Text and data mining sometimes requires actions that may be covered by copyright or database law. Obtaining permission to do so is often cumbersome and costly. For this reason, the Directive provides in the first place for a mandatory limitation on copyright in order to be able to apply text and data mining for the purpose of scientific research. Only research institutions and cultural heritage institutions can make use of this exception.
Secondly, a general exception is provided for. Reproduction of protected works which have been lawfully accessed does not require the authorisation of the rightholder to carry out text and data mining. This general exception is not of a mandatory nature. The exception does not apply if the rightholder makes an express reservation of rights.
Read our Client Alert on the text and data mining exceptions.
Cross-border digital education
The second new exception relates to online education and distance learning. This exception complements the existing exceptions for education. The new exception makes it clear that digital use is also included. Moreover, the existing rules do not provide for an exception for cross-border, online use. The Directive provides that the use of the protected material in a secure electronic environment is deemed to take place only in the Member State where the educational institution located. The educational institution would then only have to comply with the rules of that country.
Preservation of cultural heritage
Digitisation of cultural heritage is becoming increasingly important. It is therefore desirable that material can be copied and made accessible online. However, making copies cannot be done without the permission of the rightholder. Because the rightholders – especially with old material – are not always easy to find and collections are often extensive, the Directive obliges Member States to introduce an exception for making copies in order to preserve the protected material.
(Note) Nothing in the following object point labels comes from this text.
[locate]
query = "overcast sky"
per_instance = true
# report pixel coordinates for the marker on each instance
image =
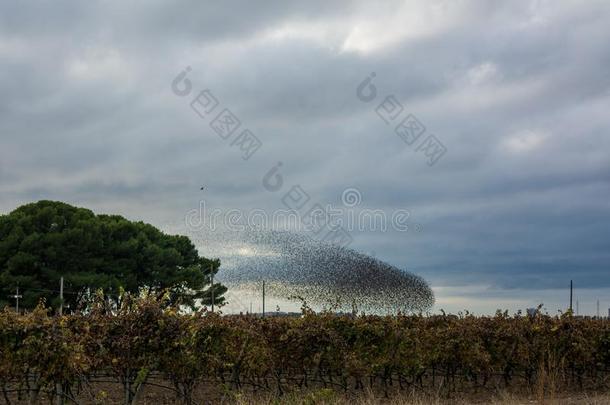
(517, 92)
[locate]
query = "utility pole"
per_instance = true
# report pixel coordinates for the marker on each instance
(597, 309)
(61, 296)
(570, 295)
(212, 288)
(263, 298)
(17, 296)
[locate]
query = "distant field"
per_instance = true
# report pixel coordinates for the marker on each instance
(146, 352)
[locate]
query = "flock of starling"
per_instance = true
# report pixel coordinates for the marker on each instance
(320, 273)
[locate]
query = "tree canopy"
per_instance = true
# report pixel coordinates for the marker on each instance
(44, 241)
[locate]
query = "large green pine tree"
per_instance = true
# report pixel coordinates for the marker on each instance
(43, 241)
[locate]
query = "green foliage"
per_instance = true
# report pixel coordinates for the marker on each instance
(43, 241)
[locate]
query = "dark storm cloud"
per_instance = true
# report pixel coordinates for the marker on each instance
(517, 92)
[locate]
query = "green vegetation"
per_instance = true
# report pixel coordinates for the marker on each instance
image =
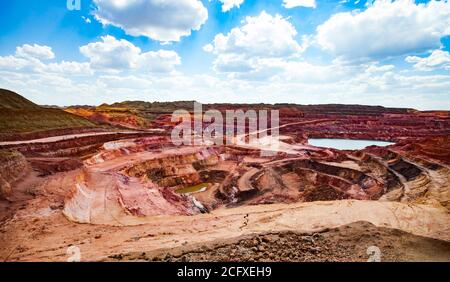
(13, 101)
(193, 189)
(19, 115)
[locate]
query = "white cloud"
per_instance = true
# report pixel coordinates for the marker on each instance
(111, 54)
(35, 51)
(288, 4)
(386, 29)
(230, 4)
(162, 20)
(28, 59)
(263, 36)
(438, 59)
(86, 19)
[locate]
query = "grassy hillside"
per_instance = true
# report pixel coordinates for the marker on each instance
(19, 115)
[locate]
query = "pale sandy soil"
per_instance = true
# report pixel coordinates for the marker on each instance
(63, 137)
(38, 233)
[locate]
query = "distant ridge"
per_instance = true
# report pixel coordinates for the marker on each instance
(19, 116)
(13, 101)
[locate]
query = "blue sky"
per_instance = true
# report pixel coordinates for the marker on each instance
(392, 53)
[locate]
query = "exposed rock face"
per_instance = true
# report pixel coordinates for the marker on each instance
(12, 166)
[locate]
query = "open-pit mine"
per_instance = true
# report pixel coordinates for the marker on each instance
(116, 188)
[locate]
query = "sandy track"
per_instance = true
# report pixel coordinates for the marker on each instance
(63, 137)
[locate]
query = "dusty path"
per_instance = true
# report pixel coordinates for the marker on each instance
(64, 137)
(40, 234)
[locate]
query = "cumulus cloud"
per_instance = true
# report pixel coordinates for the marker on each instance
(438, 59)
(111, 54)
(35, 51)
(164, 21)
(386, 29)
(230, 4)
(288, 4)
(262, 36)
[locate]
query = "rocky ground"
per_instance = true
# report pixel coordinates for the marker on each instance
(356, 242)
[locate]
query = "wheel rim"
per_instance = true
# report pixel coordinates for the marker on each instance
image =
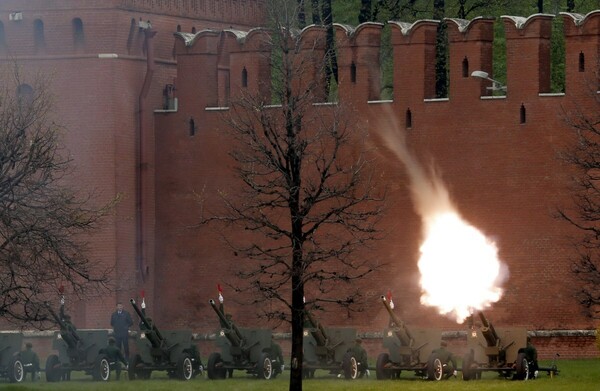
(267, 368)
(187, 369)
(18, 371)
(437, 365)
(104, 370)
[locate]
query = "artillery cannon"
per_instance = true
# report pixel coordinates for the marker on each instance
(78, 350)
(496, 349)
(327, 348)
(11, 366)
(170, 351)
(405, 348)
(241, 348)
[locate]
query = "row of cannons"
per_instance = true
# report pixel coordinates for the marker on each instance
(249, 349)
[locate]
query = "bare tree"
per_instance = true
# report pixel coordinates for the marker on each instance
(584, 155)
(41, 220)
(307, 201)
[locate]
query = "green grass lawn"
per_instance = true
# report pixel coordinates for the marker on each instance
(578, 375)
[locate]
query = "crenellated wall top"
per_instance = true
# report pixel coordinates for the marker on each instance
(576, 24)
(408, 29)
(477, 29)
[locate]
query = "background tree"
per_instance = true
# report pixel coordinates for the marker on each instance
(308, 202)
(584, 156)
(41, 219)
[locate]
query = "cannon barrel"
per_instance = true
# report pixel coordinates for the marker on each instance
(318, 332)
(147, 324)
(488, 331)
(233, 334)
(400, 328)
(69, 335)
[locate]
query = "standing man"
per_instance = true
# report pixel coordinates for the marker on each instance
(360, 355)
(121, 322)
(31, 362)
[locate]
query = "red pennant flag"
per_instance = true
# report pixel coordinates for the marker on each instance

Measures to simplify licensing
ECL for out-of-commerce werken
Article 8 of the Directive allows collecting societies to grant non-exclusive ‘extended collective licenses’ to cultural heritage institutions in respect of works which are no longer commercially available and which form part of the collection of the institution. This means that, under certain conditions, a collective management organisation may also grant permission on behalf of rightholders not affiliated to the collective management organisation, usually against payment of a fee. Article 9 of the Directive provides that an extended collective licence may be valid throughout the Union.
General regime on ECL
In addition to a mandatory EU-wide regime on ECL for out-of-commerce works, the Directive provides for the possibility of extended licensing in a more general sense at national level. The scope of this will be determined by a governmental decree.
Mediation for video-on-demand services
It is not always easy to conclude agreements between rightholders and video-on-demand services. For this reason, the Directive provides for an obligation to assist parties, for example by mediation . The new Article 45ga of the Copyright Act provides that if the parties are unable to reach an agreement, they may have recourse to one or more mediators to assist them in the negotiations.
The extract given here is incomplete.